Nixon would never be so audacious.

And we're still just scratching the surface. If any of the intrepid journalists currently fishing for a Pulitzer in the dumpsters behind the Trump Tower are interested in real investigative work, here are a few questions we still don't have the answers to:

— What was the basis for the original surveillance request, and how did it differ from the successful October request?

— Why did the Obama Administration seek a warrant the FISA court, as opposed to the more usual criminal wiretap? 

— Are members of the Trump team still under surveillance? Was/Is Trump himself a target?

— Are those conducting the surveillance in touch with any of their former employers in the Obama Administration? Is any of this being orchestrated from a power center outside the halls of the federal government? 

— Was any of the intel gathered from these wiretaps used during the campaign? Was it shared with the Clinton campaign?

The Washington Post recently adopted the credo, "Democracy dies in the darkness." So, too, we might add, does truth not sought out. The Obama Administration's apparent use of America's spy agencies to sabotage the incoming Trump administration has all the makings of a Watergate-style scandal. If the media wants credit for exposing something big, a good first step is removing their ideological blinders.
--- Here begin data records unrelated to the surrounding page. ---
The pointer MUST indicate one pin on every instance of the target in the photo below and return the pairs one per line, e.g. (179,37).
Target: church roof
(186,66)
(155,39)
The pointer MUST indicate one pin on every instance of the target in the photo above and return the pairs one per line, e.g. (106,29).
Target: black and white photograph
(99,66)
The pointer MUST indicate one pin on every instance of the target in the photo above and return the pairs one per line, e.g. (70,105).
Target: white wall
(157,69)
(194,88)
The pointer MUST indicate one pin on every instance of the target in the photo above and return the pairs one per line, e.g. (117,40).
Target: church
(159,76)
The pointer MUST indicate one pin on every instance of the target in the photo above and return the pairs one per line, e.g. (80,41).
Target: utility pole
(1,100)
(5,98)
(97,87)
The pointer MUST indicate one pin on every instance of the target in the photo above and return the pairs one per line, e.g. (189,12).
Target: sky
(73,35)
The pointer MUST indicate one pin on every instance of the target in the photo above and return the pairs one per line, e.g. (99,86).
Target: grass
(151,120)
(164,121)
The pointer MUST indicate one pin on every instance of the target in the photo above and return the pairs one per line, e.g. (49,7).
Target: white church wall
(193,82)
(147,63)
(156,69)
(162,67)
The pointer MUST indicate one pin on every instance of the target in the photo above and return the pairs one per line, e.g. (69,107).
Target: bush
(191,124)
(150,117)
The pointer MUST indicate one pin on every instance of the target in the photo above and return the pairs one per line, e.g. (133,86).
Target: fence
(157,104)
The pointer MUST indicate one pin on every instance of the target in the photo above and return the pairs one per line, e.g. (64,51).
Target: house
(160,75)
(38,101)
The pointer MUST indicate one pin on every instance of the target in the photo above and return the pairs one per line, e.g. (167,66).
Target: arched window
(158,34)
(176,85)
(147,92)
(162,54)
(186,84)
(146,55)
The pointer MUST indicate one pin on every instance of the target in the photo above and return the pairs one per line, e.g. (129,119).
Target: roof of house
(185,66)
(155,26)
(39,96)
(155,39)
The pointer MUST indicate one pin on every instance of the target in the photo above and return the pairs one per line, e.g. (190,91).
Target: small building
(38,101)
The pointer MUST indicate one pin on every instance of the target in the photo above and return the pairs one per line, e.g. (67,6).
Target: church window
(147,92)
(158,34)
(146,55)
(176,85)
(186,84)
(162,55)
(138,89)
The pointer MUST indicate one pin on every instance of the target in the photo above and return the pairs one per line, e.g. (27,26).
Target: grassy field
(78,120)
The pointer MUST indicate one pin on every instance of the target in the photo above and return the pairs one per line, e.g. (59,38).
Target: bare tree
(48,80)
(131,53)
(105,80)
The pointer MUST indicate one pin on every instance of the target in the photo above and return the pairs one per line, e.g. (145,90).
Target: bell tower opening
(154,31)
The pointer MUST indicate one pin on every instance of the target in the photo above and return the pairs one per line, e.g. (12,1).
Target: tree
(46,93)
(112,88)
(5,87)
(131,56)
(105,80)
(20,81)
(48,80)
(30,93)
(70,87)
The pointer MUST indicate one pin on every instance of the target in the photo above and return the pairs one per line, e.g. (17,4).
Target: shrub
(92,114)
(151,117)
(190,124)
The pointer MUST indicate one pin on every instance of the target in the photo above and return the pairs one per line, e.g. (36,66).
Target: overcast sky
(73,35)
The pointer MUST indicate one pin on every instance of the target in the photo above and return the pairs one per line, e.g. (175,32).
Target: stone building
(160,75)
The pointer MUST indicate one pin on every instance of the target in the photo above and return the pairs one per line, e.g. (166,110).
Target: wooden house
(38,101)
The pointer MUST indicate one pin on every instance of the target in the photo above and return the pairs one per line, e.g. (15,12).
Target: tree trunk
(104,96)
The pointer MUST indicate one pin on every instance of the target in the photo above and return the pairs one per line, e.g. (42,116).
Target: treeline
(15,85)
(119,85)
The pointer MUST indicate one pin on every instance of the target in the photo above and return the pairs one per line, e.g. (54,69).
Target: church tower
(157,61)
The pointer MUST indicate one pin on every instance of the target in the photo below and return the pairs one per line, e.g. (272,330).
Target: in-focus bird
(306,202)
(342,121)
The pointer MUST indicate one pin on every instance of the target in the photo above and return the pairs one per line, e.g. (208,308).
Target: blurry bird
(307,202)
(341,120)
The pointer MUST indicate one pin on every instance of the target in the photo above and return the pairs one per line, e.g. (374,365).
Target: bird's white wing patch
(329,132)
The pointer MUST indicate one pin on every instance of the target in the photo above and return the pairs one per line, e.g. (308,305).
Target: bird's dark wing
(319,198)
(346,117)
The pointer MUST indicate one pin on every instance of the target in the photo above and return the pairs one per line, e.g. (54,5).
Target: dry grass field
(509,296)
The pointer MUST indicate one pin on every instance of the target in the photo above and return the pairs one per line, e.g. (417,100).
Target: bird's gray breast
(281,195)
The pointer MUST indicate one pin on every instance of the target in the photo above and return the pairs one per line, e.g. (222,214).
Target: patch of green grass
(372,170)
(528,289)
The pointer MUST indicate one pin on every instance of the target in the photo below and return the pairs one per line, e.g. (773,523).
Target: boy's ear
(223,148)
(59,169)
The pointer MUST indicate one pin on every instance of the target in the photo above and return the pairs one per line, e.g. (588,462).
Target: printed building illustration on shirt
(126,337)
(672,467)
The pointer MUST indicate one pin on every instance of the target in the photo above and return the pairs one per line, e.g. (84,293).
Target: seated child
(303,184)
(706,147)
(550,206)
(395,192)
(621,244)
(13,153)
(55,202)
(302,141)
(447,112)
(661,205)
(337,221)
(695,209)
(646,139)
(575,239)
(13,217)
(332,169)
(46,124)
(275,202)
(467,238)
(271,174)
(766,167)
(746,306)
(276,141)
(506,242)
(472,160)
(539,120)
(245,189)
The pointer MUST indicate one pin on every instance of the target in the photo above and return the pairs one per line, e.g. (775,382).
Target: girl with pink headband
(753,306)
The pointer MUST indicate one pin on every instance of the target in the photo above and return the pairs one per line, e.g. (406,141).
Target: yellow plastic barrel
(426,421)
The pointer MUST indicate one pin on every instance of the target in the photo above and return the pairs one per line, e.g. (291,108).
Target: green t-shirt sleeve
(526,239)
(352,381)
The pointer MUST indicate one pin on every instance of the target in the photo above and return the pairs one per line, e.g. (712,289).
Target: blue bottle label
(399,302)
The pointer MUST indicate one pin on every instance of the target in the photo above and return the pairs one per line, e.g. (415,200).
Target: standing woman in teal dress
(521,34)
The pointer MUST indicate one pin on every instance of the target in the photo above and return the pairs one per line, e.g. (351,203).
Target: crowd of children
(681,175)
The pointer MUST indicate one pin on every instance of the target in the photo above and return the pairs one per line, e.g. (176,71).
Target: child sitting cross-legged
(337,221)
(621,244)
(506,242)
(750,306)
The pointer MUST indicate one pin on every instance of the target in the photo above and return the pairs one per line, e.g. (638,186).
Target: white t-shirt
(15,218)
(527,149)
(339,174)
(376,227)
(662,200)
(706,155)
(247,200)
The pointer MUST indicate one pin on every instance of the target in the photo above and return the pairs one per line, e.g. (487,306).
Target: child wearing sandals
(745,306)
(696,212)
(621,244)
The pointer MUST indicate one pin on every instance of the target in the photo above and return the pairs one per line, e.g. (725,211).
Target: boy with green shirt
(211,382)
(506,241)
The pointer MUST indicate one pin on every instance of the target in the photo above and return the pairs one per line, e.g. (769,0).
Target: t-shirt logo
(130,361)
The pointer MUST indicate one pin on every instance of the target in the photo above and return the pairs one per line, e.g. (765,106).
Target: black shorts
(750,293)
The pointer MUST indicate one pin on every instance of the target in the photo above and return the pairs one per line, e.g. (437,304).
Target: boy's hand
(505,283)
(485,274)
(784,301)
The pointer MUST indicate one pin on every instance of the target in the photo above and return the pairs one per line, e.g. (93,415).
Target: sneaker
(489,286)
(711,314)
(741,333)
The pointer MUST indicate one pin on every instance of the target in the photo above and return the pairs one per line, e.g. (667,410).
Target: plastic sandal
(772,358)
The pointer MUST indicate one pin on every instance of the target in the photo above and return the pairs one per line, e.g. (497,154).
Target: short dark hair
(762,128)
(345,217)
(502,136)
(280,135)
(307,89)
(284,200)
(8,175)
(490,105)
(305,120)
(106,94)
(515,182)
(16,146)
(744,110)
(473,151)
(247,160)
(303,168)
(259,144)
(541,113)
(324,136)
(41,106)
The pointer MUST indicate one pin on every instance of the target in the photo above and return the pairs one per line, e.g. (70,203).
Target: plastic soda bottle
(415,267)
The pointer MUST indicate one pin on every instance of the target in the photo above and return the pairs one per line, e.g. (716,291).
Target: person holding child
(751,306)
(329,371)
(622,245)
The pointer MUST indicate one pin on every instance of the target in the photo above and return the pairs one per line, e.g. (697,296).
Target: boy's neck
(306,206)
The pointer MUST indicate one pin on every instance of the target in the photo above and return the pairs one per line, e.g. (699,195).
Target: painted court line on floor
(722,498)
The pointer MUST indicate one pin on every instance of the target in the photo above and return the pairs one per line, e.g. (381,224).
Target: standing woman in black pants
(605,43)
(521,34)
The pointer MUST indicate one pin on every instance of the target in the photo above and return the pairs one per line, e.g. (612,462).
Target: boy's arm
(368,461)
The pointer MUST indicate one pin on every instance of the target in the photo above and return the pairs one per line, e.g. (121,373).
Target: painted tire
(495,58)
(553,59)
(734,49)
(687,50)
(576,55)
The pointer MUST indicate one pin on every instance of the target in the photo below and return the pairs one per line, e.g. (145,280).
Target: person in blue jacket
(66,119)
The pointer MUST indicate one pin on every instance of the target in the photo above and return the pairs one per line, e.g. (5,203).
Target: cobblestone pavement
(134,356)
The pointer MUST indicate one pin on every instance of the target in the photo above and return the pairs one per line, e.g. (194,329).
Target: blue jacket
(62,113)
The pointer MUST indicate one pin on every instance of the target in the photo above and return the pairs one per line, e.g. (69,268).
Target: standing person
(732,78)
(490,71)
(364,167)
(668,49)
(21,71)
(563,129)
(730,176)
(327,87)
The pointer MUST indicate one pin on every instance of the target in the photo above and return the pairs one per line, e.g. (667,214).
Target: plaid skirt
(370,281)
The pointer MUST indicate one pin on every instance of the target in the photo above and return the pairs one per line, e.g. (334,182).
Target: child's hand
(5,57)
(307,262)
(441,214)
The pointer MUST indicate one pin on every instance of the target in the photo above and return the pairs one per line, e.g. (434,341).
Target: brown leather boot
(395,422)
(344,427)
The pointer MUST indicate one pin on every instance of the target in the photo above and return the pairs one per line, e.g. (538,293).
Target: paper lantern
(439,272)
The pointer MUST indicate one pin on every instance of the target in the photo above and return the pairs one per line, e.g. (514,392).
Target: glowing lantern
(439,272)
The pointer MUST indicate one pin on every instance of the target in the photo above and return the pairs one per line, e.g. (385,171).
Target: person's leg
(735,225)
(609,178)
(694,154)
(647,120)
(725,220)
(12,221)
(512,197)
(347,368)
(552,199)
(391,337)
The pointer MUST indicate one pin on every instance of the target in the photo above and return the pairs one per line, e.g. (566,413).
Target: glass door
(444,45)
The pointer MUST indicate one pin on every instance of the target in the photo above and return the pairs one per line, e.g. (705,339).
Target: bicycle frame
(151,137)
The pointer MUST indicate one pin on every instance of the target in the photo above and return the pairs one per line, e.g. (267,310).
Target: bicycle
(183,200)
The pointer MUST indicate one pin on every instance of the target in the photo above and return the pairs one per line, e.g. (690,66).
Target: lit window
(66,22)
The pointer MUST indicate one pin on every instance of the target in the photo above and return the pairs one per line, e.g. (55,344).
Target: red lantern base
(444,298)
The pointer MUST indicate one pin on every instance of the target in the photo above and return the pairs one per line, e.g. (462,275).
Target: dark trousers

UPDATE: After Trump tweeted Saturday morning that he's learned the Obama Administration wiretapped the Trump Tower, a spokesman for the former president, Kevin Lewis, issued a statement denying he ordered surveillance. However, the lawyerly statement left open the possibility the administration was conducting surveillance of Trump:

“A cardinal rule of the Obama Administration was that no White House official ever interfered with any independent investigation led by the Department of Justice. As part of that practice, neither President Obama nor any White House official ever ordered surveillance on any U.S. citizen. Any suggestion otherwise is simply false.”

Of course, this statement is not a denial the Obama Administration sought a wiretap against Trump and his aides. The only thing Lewis explicitly rules out is that the person who sought the warrant came from within the White House. But this is meaningless. As the Guardian and Heat Street both reported, the wiretap request came from Obama's Department of Justice/FBI.